Perché lo ricordo? Non lo so. Era stato cameriere in un altro bar e, per creare intimità, racconto a Helena qualcosa del fratello. La mia memoria è fuori di me e gode di un’autonomia sospetta e crudele. Il passato non se ne va così rapidamente come si potrebbe pensare.
Mi ha raccontato di quando sono tornati in Italia, del marito malato e del padre vecchio.
Ed è stato a quel punto che lui è entrato nel discorso, mostrando il peggio e il meglio di sé, la sua grossolanità senza rimedio e la sua precisione nella conoscenza di un mondo che non aveva mai visto. Il Sud America, per qualche ragione, un’ossessione mai sedata, una trafittura nel costato, la partenza abbandonando tutto, la propria lingua, il proprio mondo. Si è lanciato in un discorso preciso sul Venezuela, storia, economia, tradizioni.
Raccontava con una tale determinazione che, tra i due, Helena sembrava la straniera.
Siamo entrati nel bar di fianco. Helena si è rabbuiata all’improvviso. C’èra molta gente che ci pigiava contro il bancone e io pensavo a quanta ansia accumuliamo giorno dopo giorno, al terribile senso di inadeguatezza che alla fine ci schianta con il timore che anche il più banale degli errori ci condannerà alla solitudine tra gli altri o al riso e agli insulti.
E così, in un tributo alla mia ansia, ho chiesto a Helena come è stato partire per una terra sconosciuta, verso abitudini incomprensibili.
E lei racconta.
Il bar andava bene, lo avevano comprato con i risparmi di una vita. Era un luogo meraviglioso, pieno di piante, per questo ha capito immediatamente quello che volevamo dire parlando della salvezza loro. È sincera. Lei triste, io in imbarazzo.

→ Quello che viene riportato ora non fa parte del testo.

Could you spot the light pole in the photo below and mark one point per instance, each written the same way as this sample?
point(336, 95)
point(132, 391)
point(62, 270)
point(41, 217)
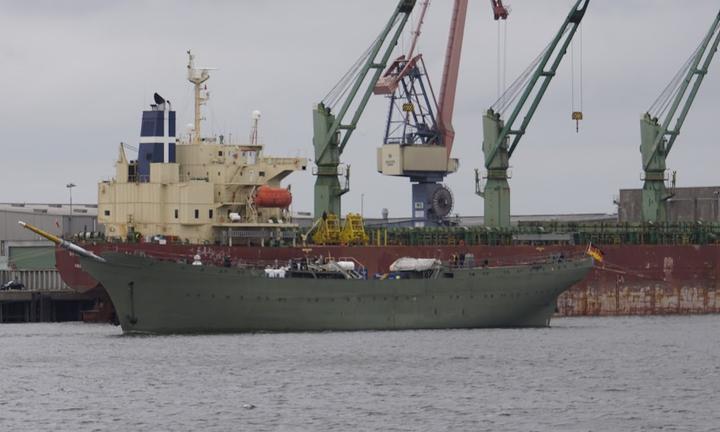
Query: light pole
point(70, 186)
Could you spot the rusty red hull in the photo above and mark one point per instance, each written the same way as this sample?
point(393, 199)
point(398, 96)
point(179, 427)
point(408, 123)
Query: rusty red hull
point(632, 280)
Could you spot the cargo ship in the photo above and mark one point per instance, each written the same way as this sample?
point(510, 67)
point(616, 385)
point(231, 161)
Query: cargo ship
point(224, 203)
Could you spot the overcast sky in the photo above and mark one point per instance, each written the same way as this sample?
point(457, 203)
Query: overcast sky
point(75, 76)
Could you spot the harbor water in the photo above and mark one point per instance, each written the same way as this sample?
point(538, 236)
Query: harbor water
point(582, 374)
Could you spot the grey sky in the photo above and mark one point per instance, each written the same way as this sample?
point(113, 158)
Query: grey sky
point(75, 76)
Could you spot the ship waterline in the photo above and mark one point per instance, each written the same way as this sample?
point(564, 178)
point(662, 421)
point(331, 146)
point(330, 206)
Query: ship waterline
point(152, 296)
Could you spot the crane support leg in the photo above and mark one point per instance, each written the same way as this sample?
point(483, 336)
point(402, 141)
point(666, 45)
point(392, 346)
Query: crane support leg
point(655, 195)
point(497, 200)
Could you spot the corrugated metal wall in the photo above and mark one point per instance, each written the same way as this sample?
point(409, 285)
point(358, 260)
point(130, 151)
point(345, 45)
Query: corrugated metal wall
point(37, 280)
point(32, 257)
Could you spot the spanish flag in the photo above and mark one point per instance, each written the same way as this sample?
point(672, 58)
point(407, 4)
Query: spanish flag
point(596, 253)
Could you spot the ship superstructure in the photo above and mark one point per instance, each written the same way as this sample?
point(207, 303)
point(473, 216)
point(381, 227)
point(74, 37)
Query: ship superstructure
point(196, 189)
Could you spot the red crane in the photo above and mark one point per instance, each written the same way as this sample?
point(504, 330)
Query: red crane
point(499, 10)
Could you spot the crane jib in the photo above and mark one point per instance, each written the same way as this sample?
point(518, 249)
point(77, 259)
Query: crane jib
point(570, 26)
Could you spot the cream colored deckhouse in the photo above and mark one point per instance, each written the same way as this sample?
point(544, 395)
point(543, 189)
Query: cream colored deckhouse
point(197, 190)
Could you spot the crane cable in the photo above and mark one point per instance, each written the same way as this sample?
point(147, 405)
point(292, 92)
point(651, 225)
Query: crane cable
point(577, 66)
point(663, 102)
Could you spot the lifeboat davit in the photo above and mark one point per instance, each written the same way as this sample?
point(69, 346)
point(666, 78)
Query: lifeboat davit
point(267, 196)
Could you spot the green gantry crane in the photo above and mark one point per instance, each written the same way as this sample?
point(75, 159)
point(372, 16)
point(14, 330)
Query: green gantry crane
point(497, 133)
point(331, 134)
point(657, 138)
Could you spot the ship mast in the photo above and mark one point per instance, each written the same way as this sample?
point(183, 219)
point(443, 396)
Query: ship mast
point(197, 76)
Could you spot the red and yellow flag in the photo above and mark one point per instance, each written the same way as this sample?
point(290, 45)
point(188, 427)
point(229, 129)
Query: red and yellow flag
point(595, 252)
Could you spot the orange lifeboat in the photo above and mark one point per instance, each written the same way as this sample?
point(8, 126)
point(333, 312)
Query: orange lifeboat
point(267, 196)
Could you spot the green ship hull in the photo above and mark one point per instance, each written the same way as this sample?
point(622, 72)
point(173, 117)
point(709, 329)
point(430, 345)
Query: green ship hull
point(152, 296)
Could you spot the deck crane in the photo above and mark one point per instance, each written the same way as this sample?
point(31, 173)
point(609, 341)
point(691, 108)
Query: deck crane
point(419, 134)
point(331, 133)
point(501, 137)
point(656, 135)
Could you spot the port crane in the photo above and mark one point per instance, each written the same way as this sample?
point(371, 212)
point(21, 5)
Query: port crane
point(501, 137)
point(499, 10)
point(657, 132)
point(331, 131)
point(419, 133)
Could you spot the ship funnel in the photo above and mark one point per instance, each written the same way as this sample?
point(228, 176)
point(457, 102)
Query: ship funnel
point(157, 137)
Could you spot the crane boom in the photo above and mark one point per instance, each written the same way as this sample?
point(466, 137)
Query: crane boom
point(499, 11)
point(419, 133)
point(448, 88)
point(331, 133)
point(657, 138)
point(496, 132)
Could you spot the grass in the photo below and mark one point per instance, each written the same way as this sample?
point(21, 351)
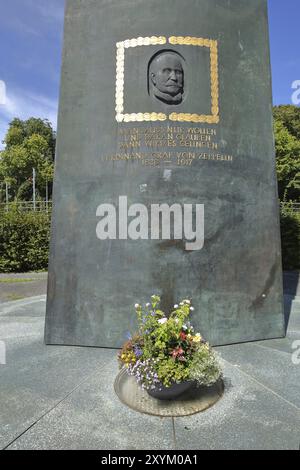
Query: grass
point(18, 280)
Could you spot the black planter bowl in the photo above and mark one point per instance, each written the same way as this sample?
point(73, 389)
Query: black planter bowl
point(172, 392)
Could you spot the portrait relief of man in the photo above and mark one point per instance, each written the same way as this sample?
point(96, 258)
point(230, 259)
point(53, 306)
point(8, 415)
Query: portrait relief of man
point(166, 77)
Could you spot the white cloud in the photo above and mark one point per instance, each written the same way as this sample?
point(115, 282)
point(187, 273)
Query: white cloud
point(24, 104)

Mi sale un’inquietudine improvvisa, è come se bruciassi le sensazioni in un tempo preciso. Oltre non c’è nulla.
Usciamo. Vicino alla porta d’ingresso un vecchio beve un caffè corretto con un goccio di cognac; ha l’aspetto di un ladro di gocce di liquore, quelle che si conquistano con ostinazione insinuandosi nelle pieghe della distrazione altrui.
Helena mette la chiave nella toppa del locale.
La porta di vetro pesante si apre. Ci accolgono un caldo soffocante, odore di chiuso, odore di cose che un tempo erano state lì dentro, caffè, latte, o forse è solo una suggestione.
Sto zitta per pudore. «Ecco», dice Helena e fa un giro rapido lungo il perimetro del bar.
Scappa fuori, accende una sigaretta, aspira profondamente il fumo. Il gesto della sigaretta tra le mani la rende affascinante. Noi rimaniamo dentro a guardare le piante, alcune morte, altre in coma, altre ancora capaci di fingere, ognuna con un proprio carattere, dignitoso, lontano dalla sguaiataggine degli uomini. Le piante e gli animali.
Devo molto a loro, forse la mia salvezza. Le foglie si scuotono. È un fremito di gratitudine, penso, o un tentativo di farsi notare e amare prima che tutto finisca, come gli occhi, le zampe, la coda degli animali dietro le sbarre. Dopo poco Helena rientra. Sorride.
«Da quanto tempo qui è tutto chiuso e abbandonato?»
«Due anni, sicuramente, ma il bar è in questo stato da molto più tempo.»
Penso sia impazzita. Niente può sopravvivere a tanto. Non sa come spiegare la cosa, è così e basta. Il caldo è insopportabile, per lei pesante, ma non eccessivo.